[R] rbind wastes memory
lutz.thieme@amd.com
lutz.thieme at amd.com
Mon May 30 15:51:50 CEST 2005
Hello everybody,
if I try to (r)bind a number of large dataframes I run out of memory because R
wastes memory and seems to "forget" to release memory.
For example I have 10 files. Each file contains a large dataframe "ds" (3500 cols
by 800 rows) which needs ~20 MB RAM if it is loaded as the only object.
Now I try to bind all data frames to a large one and need more than 1165MB (!)

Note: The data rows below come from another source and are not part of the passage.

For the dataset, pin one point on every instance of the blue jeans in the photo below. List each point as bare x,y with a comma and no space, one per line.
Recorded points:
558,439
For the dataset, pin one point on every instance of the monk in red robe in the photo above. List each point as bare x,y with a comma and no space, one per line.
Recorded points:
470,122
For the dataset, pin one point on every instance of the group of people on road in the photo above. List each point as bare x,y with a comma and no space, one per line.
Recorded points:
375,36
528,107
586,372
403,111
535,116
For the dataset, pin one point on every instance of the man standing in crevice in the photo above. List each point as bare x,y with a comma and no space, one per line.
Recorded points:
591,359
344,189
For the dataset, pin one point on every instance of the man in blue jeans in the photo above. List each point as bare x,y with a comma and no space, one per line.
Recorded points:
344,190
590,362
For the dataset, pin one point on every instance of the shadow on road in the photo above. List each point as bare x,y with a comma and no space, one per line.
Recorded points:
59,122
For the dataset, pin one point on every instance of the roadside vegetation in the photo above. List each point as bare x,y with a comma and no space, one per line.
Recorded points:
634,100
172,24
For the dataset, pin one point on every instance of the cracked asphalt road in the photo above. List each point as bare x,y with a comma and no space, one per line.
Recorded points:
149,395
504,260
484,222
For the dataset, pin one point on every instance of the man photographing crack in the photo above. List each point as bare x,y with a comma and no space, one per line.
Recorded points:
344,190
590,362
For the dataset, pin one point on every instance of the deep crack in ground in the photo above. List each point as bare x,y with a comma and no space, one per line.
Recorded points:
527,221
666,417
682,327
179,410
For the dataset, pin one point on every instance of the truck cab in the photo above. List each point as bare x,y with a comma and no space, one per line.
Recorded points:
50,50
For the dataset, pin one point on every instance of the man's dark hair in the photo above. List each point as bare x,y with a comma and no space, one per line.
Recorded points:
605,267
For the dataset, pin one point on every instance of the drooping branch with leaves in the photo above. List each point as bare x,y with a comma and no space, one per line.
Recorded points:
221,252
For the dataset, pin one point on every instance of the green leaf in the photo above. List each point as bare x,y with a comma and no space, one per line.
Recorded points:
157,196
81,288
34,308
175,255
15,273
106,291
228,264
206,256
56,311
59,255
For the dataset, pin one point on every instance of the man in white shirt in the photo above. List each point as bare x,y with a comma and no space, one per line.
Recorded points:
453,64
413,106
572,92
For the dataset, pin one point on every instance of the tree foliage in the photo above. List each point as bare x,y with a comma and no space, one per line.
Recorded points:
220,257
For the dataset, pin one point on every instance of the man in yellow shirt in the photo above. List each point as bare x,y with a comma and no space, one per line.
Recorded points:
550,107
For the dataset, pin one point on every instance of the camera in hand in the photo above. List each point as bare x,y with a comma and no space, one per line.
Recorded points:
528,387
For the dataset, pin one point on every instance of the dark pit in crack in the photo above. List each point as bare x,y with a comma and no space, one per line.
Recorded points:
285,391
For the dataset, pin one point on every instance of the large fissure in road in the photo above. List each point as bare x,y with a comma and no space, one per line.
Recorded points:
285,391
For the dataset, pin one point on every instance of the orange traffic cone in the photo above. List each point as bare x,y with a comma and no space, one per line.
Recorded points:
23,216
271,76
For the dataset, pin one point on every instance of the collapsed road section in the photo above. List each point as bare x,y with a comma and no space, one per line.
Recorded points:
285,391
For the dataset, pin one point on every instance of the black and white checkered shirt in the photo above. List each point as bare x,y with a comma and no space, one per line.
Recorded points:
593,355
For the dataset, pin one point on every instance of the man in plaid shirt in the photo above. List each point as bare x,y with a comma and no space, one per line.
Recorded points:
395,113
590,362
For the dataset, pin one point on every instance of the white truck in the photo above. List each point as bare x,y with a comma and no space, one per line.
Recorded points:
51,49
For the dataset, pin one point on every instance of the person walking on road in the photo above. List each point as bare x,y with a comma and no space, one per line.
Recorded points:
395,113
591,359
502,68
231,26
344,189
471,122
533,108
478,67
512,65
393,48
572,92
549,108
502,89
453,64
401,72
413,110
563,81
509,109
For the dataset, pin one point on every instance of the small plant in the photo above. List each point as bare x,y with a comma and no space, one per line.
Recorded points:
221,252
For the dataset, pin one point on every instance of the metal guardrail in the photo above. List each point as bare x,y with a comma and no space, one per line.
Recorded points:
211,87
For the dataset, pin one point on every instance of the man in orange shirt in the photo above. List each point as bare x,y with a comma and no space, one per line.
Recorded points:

RAM (To simplify the R code, I use the same file ten times):
________ start example 1 __________
load(myFile)
ds.tmp <- ds
for (Cycle in 1:10) {
ds.tmp <- rbind(ds.tmp, ds)
}
________ end example 1 __________
Stepping into details I found the following (comment shows RAM usage after this line
was executed):
load(myFile) # 40MB (19MB for R itself)
ds.tmp <- ds # 40MB; => only a pointer seems to be copied
x<-rbind(ds.tmp, ds) # 198MB
x<-rbind(ds.tmp, ds) # 233MB; the same instruction a second time leads to
# 35MB more RAM usage - why?
Now I played around, but I couldn't find a solution. For example I bound each dataframe
step by step and removed the variables and cleared memory, but I still need 1140MB(!)
RAM:
________ start example 2 __________
tmpFile<- paste(myFile,'.tmp',sep="")
load(myFile)
ds.tmp <- ds
save(ds.tmp, file=tmpFile, compress=T)
for (Cycle in 1:10) {
ds <- NULL
ds.tmp <- NULL
rm(ds, ds.tmp)
gc()
load(tmpFile)
load(myFile)
ds.tmp <- rbind(ds.tmp, ds)
save(ds.tmp,file=tmpFile, compress=T)
cat(Cycle,': ',object.size(ds),object.size(ds.tmp),'\n')
}
________ end example 1 __________
platform i386-pc-solaris2.8
arch i386
os solaris2.8
system i386, solaris2.8
status
major 1
minor 9.1
year 2004
month 06
day 21
language R
How can I avoid to run in that memory problem? Any ideas are very appreciated.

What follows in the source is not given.